What are you going to do with your Ph.D. in statistics?

Rachel and Tyler write:

The Columbia statistics graduate students are excited to announce a Symposium on Careers for PhD’s in Statistics on April 4, 2008. In an effort to broaden our exposure to the various possibilities that our distinguished fields affords, we are inviting leaders from academia and industry for a frank discussion of the careers and lifestyles of statisticians.

Current confirmed speakers include industry statisticians at Google, AT&T Labs-Research, National Institutes of Health, and Pfizer, Inc and academic statisticians from statistics, marketing, and biostatistics departments at Columbia University, University of Pennsylvania and Rutgers University.

The Symposium will be held at Columbia University in New York on April 4, 2008 from 1-5pm. A wine and hors d’oeuvre reception will follow so that there will be ample time to chat informally with our guests, and a student mixer after that is also in the works.

We hope that you’ll be able to join us for this exciting event. The conference is free and we will happily reimburse travel expenses (up to $40) to and from Columbia to all students who register for the symposium on our website.

This is something of a followup on our statistical consulting mini-symposium.
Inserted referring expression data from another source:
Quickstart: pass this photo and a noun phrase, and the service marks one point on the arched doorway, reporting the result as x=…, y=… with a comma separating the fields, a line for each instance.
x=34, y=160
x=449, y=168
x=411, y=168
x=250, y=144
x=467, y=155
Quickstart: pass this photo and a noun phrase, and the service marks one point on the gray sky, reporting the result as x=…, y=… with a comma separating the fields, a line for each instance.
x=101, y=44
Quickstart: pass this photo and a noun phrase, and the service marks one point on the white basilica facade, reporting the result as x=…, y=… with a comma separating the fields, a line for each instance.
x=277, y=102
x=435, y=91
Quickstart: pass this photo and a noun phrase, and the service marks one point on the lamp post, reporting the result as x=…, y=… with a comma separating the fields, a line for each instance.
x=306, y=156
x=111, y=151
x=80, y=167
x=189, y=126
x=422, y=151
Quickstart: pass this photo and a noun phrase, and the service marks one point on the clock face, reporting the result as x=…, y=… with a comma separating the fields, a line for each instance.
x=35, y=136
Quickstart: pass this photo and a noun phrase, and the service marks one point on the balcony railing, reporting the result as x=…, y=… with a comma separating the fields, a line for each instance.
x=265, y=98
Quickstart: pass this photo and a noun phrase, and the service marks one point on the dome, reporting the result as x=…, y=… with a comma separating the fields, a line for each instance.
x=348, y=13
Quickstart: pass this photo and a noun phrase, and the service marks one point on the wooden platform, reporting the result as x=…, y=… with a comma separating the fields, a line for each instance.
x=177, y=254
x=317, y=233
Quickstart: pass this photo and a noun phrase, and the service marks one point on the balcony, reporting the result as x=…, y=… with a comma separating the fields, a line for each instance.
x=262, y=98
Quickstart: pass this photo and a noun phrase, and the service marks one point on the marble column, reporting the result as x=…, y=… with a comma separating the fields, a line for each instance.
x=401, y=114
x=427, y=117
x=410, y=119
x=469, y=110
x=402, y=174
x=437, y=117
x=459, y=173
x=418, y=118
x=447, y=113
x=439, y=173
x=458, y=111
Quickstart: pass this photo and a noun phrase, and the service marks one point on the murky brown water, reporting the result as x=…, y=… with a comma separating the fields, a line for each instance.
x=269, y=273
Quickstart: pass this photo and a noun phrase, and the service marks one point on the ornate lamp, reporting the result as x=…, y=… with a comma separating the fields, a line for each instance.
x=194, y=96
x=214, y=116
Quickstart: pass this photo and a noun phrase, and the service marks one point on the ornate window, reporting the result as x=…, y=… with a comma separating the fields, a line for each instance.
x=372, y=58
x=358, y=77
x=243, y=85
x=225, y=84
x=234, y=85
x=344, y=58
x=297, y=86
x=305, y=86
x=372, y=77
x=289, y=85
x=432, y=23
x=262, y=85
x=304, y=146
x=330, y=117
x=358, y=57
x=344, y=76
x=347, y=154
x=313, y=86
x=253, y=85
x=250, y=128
3 thoughts on “What are you going to do with your Ph.D. in statistics?

  1. A relevant cartoon?

    Long ago, I attended a less focused PhD career seminar at Michigan. This was of great value in figuring out simple networking strategies, thinking through what I would / would not accept, finding out where the heck to start, etc.

    As of March 1, I've been on the applied side 30 years. For a few reflections that may (or may not) be relevant, see http://mikekr.blogspot.com/2008/03/30-years-in-ma

  2. I'm curious… any idea what percentage of new PhDs want academic positions and what percentage get them? Also, how many people only want top research academic positions and would take an industry job over a more teaching focused academic job (like at a liberal arts college)?

  3. Just a heads up, that page has an unclosed comment tag in the stylesheet section that prevents it from rendering on at least some browsers (since the entire page has been commented out!).

    wrt to Brent's question: I thought I wanted an academic job, but I'm in industry now and I'm pretty happy so far. I mean, how can you not be amused by using statistics to, literally, fight crime?